The World’s Largest Cherry Pie is Sophie Appel’s debut poetry collection, released by Los Angeles alt lit heir, Dream Boy Book Club. Cherry Pie is an inversion of Alexa Chung’s 2013 work It, illustrating Appel’s disparate constellation of other people’s bedrooms and the activities in it. Appel’s poetry evokes imagery of codebreaking rentals and listless travel between the coasts. In one of Cherry Pie’s opening poems, titled “Cygnet”, Appel states:
“I’m never alone when I have my purse / because It’s actually just made out of me.”
Items like cigarettes, lip gloss, receipts, and change compose a purse. Appel’s narration places more abstract ideas into her purse, like bad dreams and their symbolic imagery. Cherry Pie comes from a place of continued girlhood in a life turning the corner in the other direction, approaching the hurdle of 30 with Appel’s unique tone of feminine anxiety.
Appel evokes a specific late-twenties sense of dread. In one poem, she talks about all the world’s flies drowning in left out glasses of wine, indicating that everything is already so over. While Cherry Pie is rife with post-millennial images alluding to nervous sex and hurt feelings, Appel is also literal through the titles of pieces like “A Public Record of My Self Hatred”. “Like a bad dream,” Appel writes in her litany of items edifying the titular record. Cherry Pie is its own collection of flashing vignettes set against the careening cityscapes of Los Angeles and New York City.

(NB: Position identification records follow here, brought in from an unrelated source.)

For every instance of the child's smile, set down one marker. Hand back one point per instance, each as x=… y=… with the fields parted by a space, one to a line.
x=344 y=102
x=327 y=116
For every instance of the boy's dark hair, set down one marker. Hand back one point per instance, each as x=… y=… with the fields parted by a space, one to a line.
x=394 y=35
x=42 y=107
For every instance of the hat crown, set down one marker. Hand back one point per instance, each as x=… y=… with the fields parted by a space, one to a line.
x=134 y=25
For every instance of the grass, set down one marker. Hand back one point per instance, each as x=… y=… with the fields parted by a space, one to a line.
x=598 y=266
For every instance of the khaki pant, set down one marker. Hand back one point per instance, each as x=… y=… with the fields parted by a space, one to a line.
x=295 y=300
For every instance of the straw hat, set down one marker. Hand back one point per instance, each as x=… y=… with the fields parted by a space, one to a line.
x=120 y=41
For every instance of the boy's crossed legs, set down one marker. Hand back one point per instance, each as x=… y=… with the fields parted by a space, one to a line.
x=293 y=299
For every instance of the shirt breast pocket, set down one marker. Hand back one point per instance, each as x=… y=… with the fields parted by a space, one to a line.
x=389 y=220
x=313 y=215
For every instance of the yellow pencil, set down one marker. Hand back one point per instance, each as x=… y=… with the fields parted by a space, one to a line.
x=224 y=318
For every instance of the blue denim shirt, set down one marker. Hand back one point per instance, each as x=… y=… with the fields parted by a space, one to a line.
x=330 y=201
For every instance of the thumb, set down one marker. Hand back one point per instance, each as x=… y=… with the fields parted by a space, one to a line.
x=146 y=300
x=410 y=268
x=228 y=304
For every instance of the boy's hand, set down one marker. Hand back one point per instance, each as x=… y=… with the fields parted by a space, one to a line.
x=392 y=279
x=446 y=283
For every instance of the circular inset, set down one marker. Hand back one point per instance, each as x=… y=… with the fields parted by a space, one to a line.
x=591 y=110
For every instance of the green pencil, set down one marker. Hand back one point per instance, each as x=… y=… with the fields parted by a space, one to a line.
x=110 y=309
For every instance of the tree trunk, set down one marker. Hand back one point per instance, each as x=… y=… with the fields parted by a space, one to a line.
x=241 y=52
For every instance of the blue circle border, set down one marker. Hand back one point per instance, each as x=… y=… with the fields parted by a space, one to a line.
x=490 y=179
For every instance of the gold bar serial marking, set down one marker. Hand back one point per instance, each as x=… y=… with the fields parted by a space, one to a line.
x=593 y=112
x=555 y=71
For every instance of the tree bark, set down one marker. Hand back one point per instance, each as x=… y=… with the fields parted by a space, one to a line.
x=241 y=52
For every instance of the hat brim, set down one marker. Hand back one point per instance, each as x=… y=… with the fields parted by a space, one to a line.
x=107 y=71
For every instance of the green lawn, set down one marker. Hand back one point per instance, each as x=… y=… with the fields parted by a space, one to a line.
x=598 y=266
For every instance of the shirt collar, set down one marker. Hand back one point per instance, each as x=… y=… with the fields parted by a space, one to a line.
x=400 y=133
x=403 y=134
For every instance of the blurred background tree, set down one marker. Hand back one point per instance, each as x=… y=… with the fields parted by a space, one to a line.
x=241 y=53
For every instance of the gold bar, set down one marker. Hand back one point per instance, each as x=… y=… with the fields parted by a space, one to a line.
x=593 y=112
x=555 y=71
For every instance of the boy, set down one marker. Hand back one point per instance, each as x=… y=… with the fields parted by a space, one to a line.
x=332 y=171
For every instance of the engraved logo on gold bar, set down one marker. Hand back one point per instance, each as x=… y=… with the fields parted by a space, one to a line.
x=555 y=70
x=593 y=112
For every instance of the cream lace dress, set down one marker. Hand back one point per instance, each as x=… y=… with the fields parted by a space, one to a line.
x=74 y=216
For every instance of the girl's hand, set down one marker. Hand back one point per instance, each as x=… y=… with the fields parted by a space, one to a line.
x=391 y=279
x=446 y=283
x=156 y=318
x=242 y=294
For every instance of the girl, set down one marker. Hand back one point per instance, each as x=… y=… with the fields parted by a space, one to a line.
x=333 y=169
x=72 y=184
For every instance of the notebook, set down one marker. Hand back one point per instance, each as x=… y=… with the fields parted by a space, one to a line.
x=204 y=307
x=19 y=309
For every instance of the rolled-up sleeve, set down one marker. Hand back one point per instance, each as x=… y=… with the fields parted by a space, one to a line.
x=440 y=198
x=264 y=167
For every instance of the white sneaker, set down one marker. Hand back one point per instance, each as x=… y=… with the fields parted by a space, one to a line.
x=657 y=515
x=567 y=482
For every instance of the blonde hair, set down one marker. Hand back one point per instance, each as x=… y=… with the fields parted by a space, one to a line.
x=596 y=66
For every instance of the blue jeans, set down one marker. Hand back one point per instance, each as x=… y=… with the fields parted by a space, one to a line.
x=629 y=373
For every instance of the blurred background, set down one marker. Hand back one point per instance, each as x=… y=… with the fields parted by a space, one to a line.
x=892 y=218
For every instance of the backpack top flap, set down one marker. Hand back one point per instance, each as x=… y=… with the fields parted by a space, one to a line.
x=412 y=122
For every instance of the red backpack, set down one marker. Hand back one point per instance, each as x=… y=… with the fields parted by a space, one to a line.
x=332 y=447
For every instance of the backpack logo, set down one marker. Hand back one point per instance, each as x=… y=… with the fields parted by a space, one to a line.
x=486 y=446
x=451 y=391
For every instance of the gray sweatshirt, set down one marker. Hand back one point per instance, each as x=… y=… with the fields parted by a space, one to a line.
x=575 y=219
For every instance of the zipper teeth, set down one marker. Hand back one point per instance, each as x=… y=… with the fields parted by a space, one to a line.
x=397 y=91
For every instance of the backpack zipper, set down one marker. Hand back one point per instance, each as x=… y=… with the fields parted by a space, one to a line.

Cherry Pie is an expression of the luteal phase – whatever the subject matter at hand is, it keeps getting worse. Appel confesses in “Except For That Snake”:
“This was supposed to crash.”
All the ugly emotions she writes about culminate in sharp and wrenching lines that embellish the damaging girlhood that stays long after its actual time has passed. As an author presumably in her late twenties, Appel’s book answers what comes next, at least for the women that feel the same way that she does –
“I’m ready for the end now,”
“I’m ready for the desert.”
“Key Hole Limpets, Crabs, & Mussels” adds to the aforementioned idea of ascended girlhood. Like a child, she pouts: “Today was supposed to be nice.” Appel’s narration comes from this ideal of post-25 and pre-30 teenage girldom, an odd space in between the beginning and what is to be perceived as the end of all life. Appel references stilted emotions and positions them against images like the dead flies, establishing feelings of not only loneliness but a complete lack of understanding from the world through the idea of exiling yourself to the desert. In the narrative’s pressing need to be understood, it also communicates that it may be better off alone. In “395 After Plague”, Appel echoes the late Dolores O’Riordan by asking:
“How do you know which way to go?”
She’s answered this question several times in the book, providing a compelling argument for already knowing how it all ends.